Which industries benefit most from multi-agent architectures? Financial services, healthcare, manufacturing, and retail show the strongest adoption. These industries deal with complex data ecosystems where specialized agents can drive significant efficiency gains.
What's next for multi-agent systems? Computer-use capabilities and code execution are coming soon to advanced agent platforms. Dedicated simulation environments will allow testing with diverse user personas and realistic tools before production deployment.
Moving Forward with Multi-Agent Systems
Understanding multi-agent architectures and MCP now provides a competitive edge in AI implementation.

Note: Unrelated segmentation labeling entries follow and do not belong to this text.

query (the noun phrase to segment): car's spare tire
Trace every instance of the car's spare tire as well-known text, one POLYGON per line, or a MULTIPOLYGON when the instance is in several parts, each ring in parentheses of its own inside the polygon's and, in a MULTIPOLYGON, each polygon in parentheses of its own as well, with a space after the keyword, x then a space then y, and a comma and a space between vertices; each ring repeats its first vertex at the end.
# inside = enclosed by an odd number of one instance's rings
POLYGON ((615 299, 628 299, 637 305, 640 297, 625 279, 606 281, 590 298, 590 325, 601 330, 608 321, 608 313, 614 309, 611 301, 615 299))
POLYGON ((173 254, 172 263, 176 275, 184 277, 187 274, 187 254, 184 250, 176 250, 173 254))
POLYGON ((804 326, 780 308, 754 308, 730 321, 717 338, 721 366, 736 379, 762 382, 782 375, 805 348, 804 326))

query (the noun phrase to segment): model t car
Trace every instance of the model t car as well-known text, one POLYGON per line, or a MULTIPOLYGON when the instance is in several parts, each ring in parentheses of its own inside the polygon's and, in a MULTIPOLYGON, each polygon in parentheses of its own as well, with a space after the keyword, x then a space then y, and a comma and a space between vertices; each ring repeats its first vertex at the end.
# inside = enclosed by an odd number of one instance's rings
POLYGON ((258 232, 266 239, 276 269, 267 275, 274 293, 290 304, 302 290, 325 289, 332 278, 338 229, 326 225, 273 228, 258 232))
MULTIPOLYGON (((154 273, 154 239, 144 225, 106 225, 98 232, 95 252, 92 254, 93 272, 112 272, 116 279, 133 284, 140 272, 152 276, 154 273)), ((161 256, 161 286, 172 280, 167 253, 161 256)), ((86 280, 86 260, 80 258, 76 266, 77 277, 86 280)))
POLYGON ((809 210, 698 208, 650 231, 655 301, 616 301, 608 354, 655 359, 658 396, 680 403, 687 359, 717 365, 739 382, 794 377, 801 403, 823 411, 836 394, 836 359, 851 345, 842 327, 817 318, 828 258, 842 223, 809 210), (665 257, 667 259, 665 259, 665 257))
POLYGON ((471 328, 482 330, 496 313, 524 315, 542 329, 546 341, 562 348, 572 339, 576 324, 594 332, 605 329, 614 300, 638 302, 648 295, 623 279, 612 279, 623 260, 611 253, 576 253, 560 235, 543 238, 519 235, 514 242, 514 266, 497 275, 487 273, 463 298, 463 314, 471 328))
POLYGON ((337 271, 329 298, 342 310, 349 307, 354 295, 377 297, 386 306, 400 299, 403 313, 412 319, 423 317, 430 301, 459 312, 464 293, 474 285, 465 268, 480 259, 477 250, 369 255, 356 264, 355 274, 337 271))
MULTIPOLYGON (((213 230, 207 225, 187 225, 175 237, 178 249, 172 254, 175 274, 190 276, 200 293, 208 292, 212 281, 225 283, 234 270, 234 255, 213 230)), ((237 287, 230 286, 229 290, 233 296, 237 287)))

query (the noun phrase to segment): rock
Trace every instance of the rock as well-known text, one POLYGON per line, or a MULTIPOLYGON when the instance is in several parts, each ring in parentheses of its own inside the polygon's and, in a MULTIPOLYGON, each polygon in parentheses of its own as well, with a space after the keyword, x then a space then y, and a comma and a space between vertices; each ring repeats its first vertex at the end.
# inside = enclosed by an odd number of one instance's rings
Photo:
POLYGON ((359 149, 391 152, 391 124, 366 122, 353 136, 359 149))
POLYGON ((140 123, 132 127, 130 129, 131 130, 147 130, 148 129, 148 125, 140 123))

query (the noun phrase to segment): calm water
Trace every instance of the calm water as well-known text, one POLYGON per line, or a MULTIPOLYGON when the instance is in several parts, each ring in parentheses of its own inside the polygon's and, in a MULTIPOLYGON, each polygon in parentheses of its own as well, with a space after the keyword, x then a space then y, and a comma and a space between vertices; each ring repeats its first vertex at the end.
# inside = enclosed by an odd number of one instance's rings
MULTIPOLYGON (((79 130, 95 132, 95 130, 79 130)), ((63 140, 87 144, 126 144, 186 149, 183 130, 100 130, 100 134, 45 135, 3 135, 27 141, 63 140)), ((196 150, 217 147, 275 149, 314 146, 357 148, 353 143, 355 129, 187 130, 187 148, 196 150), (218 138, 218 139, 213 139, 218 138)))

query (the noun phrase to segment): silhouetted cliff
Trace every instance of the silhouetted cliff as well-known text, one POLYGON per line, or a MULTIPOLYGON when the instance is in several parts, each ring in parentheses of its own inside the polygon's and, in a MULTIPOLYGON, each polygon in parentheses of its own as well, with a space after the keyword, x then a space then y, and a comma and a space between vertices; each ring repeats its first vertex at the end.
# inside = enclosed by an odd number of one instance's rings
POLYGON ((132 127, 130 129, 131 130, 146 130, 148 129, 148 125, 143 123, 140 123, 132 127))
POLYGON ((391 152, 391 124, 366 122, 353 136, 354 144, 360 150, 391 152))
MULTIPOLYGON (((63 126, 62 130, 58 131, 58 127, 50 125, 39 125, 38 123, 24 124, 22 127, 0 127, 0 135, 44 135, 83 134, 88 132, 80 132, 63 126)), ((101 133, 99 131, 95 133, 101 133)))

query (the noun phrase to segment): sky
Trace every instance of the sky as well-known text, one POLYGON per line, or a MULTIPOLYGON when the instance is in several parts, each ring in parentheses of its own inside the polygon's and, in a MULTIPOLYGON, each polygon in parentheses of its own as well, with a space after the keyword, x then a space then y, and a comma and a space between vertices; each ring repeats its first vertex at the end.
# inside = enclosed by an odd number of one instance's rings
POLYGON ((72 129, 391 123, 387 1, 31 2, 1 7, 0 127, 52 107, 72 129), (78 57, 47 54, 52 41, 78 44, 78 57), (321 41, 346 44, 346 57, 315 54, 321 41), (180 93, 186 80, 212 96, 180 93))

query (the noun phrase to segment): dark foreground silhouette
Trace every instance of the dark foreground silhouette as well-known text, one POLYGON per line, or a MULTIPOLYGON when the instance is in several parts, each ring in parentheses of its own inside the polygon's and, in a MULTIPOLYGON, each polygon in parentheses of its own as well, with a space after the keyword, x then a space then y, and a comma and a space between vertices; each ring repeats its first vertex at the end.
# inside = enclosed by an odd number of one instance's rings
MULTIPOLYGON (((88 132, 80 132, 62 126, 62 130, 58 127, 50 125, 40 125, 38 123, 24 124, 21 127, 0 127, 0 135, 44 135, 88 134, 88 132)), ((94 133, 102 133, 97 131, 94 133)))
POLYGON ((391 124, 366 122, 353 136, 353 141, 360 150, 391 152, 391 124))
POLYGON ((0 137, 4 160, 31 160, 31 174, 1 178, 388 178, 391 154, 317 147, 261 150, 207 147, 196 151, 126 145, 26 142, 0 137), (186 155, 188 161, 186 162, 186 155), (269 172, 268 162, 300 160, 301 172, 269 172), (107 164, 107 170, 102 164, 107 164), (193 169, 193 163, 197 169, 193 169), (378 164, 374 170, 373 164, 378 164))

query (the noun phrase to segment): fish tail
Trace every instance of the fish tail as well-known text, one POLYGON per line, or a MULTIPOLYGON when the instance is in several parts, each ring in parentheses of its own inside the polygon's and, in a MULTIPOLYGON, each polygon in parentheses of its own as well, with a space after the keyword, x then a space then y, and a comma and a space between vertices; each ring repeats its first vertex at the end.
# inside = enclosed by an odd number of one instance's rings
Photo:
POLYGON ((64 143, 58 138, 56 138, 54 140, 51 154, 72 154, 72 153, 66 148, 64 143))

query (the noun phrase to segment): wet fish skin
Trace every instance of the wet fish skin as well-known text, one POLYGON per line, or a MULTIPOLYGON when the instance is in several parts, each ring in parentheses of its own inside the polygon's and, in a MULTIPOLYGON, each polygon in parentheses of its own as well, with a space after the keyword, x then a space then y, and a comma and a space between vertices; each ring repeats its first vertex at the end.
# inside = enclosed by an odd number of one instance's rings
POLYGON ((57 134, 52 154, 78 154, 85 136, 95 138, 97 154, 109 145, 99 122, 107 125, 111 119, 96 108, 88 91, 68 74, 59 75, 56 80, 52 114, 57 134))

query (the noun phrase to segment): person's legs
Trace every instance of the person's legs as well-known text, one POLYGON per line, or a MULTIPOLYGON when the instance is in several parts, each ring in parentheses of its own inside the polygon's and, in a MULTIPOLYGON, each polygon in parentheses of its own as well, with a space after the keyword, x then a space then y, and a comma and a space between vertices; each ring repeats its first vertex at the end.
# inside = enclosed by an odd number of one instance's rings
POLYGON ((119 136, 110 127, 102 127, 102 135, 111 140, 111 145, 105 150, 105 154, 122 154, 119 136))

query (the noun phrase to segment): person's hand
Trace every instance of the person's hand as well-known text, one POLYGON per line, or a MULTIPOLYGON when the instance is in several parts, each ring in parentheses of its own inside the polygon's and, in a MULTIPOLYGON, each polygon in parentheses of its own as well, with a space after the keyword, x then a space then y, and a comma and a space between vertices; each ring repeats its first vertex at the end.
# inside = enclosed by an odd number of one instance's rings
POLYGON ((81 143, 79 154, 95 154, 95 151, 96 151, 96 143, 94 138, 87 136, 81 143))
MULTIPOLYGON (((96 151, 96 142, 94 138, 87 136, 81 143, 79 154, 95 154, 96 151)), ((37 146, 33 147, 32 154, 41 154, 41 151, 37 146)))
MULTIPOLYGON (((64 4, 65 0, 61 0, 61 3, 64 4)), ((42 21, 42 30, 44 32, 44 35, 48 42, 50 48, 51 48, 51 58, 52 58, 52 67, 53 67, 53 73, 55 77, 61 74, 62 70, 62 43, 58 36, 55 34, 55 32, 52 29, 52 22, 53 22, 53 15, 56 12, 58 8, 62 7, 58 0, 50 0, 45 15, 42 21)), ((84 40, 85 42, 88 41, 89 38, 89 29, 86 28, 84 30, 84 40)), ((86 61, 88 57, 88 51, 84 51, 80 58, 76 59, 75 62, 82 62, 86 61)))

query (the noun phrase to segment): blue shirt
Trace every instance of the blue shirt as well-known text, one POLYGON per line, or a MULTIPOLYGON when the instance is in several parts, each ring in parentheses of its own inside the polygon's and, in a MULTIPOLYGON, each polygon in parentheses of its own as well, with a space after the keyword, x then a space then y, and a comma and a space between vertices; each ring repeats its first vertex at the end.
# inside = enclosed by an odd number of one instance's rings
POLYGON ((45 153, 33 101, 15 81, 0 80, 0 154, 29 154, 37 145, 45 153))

These systems represent the practical evolution of AI from theoretical models to working solutions for complex business problems.
The technology continues to mature rapidly. Google's partnerships with over 50 industry leaders show broad commitment to open standards in multi-agent systems. This collaboration promises more interoperable and powerful agent ecosystems in the near future.
What multi-agent use cases could transform your business? The framework exists today to start building systems that were impossible just months ago.
Have questions about implementing multi-agent systems in your organization? Reply to this newsletter to continue the conversation.
Tool Spotlight
How to Build a Simple Email Lead Qualification Agent in Relevance AI
Want to automatically qualify leads from email inquiries? Here's how to build an AI agent that does the heavy lifting for you:
Step 1: Create a New Agent
Sign up or log in to Relevance AI
Click New Agent and type what you want your agent to do.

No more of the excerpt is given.